Furthermore speakeasies also showed how the American public were disrespecting the law as not only were they buying illegally imported alcohol which was often drunk in tea cups within the speakeasies, but it also showed a support for the prostitution and drug dealing which was organised alongside the speakeasy clubs. It was thought that an American could buy an illegal alcoholic drink within one minute of leaving their home due to the vast number of speakeasies across the country. The influence of drink was most strongly found in the states that abolished the prohibition law before it even got enforced; these states which included New York resented the interference from the central government and took the law on drinking into their own hands. Although it was in Chicago that grew to become the centre for the distribution of illegally made alcohol however this was linked with its close proximity to the Canadian border and the rail links that went through the city. Furthermore the use of Chicago as a distribution centre meant that the trade in illegal alcohol became an underground business and was placed into the hands of gangsters. The industry of bootlegging and moonshine brought the gangsters a profit of $2billion annually.
One of the major gangsters of the time, Al Capone made over $100 million in 1927 due to his illegal activities. There was a vast amount of gang warfare where rival groups fought over land in which to distribute alcohol and to run speakeasies. In total there were 130 gangland killings ain Chicago alone in 1926-1927. These violent murders reached their peak on the 14th February 1929 when several members of bugs Moran’s men were shot dead in the St. Valentines day massacre furthermore within the 1920’s there were 500 prohibition agents killed by gangsters.
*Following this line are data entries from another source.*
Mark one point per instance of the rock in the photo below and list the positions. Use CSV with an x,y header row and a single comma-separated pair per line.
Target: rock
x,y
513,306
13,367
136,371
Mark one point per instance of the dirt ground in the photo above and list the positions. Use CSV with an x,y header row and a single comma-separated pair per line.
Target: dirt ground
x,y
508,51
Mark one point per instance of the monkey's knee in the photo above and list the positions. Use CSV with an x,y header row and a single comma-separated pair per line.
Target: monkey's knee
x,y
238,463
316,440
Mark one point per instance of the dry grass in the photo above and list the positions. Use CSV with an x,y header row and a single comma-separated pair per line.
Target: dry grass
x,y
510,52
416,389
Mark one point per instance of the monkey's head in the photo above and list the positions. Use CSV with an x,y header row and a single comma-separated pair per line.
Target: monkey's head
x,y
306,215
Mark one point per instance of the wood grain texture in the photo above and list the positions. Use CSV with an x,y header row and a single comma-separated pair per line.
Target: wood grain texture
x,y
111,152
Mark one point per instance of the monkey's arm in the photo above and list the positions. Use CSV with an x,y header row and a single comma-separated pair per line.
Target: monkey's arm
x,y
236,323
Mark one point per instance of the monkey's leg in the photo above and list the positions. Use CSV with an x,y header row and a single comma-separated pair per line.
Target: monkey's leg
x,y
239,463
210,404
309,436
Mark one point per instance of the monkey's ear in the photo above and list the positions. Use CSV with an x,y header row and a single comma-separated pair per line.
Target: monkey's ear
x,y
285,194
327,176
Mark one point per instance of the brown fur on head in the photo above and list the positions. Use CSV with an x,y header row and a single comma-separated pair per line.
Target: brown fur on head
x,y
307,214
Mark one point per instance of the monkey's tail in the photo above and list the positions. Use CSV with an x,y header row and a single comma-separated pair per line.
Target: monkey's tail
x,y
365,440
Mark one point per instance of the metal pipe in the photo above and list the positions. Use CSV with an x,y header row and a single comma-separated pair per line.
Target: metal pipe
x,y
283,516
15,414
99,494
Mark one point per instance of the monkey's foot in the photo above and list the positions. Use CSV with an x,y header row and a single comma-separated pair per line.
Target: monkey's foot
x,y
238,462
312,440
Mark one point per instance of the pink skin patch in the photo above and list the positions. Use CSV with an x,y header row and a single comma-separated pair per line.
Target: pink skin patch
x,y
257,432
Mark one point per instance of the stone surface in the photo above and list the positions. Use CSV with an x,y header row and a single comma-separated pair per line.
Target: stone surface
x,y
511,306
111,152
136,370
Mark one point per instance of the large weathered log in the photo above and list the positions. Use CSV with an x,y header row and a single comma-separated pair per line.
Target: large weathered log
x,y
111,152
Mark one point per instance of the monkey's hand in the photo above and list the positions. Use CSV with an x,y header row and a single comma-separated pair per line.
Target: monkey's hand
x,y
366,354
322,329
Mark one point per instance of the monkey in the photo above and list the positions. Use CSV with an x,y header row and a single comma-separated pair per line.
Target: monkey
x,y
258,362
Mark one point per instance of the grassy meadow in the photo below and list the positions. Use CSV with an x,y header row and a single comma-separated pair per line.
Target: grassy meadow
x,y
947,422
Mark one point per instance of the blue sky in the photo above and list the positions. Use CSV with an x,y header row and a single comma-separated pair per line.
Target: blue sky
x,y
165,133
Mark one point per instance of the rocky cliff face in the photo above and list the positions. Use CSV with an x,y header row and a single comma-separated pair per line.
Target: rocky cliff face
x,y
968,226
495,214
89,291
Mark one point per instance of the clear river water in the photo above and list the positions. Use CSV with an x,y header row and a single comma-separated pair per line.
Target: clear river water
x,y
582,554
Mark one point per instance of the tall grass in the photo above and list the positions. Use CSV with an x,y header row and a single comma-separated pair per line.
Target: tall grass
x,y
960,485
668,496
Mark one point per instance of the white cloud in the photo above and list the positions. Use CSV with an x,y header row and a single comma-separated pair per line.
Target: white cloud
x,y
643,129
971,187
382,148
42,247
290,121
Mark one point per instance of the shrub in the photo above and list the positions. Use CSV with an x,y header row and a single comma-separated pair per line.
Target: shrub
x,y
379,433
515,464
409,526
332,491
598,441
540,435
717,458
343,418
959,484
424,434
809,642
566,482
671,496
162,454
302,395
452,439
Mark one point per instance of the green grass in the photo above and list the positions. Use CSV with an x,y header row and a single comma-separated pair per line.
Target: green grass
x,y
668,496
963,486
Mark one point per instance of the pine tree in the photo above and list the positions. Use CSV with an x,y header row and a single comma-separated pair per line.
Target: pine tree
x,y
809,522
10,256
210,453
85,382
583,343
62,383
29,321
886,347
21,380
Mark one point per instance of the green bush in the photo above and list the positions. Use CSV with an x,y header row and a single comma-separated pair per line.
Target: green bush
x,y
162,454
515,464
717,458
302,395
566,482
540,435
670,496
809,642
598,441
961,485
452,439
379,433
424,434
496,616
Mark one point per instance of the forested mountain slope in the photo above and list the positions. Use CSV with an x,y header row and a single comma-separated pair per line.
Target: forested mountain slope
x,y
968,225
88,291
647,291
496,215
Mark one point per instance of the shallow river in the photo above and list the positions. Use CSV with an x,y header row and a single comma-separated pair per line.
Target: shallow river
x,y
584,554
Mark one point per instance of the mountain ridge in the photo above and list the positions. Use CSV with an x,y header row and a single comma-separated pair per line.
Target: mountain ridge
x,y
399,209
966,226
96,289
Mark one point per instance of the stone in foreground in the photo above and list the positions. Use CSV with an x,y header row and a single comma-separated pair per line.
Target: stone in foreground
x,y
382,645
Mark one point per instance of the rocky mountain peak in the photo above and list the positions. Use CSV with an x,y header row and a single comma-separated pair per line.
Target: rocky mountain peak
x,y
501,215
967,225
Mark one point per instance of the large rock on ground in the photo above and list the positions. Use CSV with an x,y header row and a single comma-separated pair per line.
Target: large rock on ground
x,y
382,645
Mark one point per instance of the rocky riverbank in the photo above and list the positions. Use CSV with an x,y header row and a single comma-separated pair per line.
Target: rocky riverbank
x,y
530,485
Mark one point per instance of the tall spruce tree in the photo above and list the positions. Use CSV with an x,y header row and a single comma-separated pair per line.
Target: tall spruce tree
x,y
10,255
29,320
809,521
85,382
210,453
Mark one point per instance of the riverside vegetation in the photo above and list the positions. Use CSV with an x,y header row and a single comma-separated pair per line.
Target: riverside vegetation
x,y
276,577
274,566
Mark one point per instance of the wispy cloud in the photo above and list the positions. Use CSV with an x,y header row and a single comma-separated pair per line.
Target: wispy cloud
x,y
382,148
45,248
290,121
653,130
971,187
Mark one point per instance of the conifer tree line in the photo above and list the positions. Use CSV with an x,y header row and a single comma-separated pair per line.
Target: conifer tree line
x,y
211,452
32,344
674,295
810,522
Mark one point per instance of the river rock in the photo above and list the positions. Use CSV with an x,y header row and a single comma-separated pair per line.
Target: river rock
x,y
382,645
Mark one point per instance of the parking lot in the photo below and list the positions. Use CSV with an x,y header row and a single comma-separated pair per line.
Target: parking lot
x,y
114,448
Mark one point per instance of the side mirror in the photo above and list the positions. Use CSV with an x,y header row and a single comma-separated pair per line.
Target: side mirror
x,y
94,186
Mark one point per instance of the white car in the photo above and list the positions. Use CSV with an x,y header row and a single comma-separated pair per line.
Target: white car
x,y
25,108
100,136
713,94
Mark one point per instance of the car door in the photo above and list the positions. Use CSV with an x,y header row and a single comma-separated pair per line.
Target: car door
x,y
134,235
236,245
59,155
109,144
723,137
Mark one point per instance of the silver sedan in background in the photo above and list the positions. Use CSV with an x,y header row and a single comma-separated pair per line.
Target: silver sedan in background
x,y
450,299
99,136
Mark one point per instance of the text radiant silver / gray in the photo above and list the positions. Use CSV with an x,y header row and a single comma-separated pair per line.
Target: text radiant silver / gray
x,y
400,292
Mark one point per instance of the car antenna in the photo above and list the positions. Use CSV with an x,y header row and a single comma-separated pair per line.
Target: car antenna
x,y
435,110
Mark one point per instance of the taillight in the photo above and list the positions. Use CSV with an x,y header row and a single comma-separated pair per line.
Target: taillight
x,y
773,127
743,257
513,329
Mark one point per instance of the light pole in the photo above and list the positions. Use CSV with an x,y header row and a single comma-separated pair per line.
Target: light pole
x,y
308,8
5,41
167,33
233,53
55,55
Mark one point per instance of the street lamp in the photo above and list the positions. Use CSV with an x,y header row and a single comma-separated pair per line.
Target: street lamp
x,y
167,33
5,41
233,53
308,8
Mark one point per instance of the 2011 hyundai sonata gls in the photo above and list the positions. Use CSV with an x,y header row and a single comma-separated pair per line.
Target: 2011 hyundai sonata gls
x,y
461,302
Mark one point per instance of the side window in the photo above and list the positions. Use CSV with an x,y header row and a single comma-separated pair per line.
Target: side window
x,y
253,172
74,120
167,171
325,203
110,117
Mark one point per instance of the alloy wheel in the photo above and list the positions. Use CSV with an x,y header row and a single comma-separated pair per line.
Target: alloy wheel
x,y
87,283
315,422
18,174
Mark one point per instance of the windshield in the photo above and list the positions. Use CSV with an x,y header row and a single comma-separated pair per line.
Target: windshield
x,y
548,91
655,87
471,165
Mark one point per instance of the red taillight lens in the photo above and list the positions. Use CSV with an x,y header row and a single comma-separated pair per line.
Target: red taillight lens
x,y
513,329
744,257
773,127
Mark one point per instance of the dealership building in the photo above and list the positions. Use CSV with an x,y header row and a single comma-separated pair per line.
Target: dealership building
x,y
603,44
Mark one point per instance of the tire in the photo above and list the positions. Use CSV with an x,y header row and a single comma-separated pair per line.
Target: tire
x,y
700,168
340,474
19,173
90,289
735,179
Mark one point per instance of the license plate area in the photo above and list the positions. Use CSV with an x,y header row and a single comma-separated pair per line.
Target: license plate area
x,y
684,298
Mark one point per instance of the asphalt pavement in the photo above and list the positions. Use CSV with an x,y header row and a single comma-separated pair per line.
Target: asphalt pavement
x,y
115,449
However not everything between the gangsters and the prohibition agents ended in violence although it was another thing that wasn’t needed within the us society: corruption caused by the gangster giving bribes not only extended past prohibition agents to local police officials, but all the way up the legal system to judges and state officials. This led to the gangsters being protected to run prostitution and drugs rackets if they had the officials in their power therefore meaning that if they were brought to the attention of the law, the cases were quite often thrown out before they ever got to court. The society that the prohibition supporters wished to protect with the passing of the law to restrict the drinking and manufacture of alcohol never really worked, far from keeping preserving the’ true American values’ of respecting god and the family, the prohibition created a crime wave that spread across the states. Disrespect for the new law steadily increased and worked its way through all levels of society from the average American all the way up to the president. During this time the new law gave way to the illegal dealings of the gangsters who were in control of all aspects of breaking the new legislation.
Far from doing what it was intended to do; prohibition changed the American society into one of law breaking and disrespect.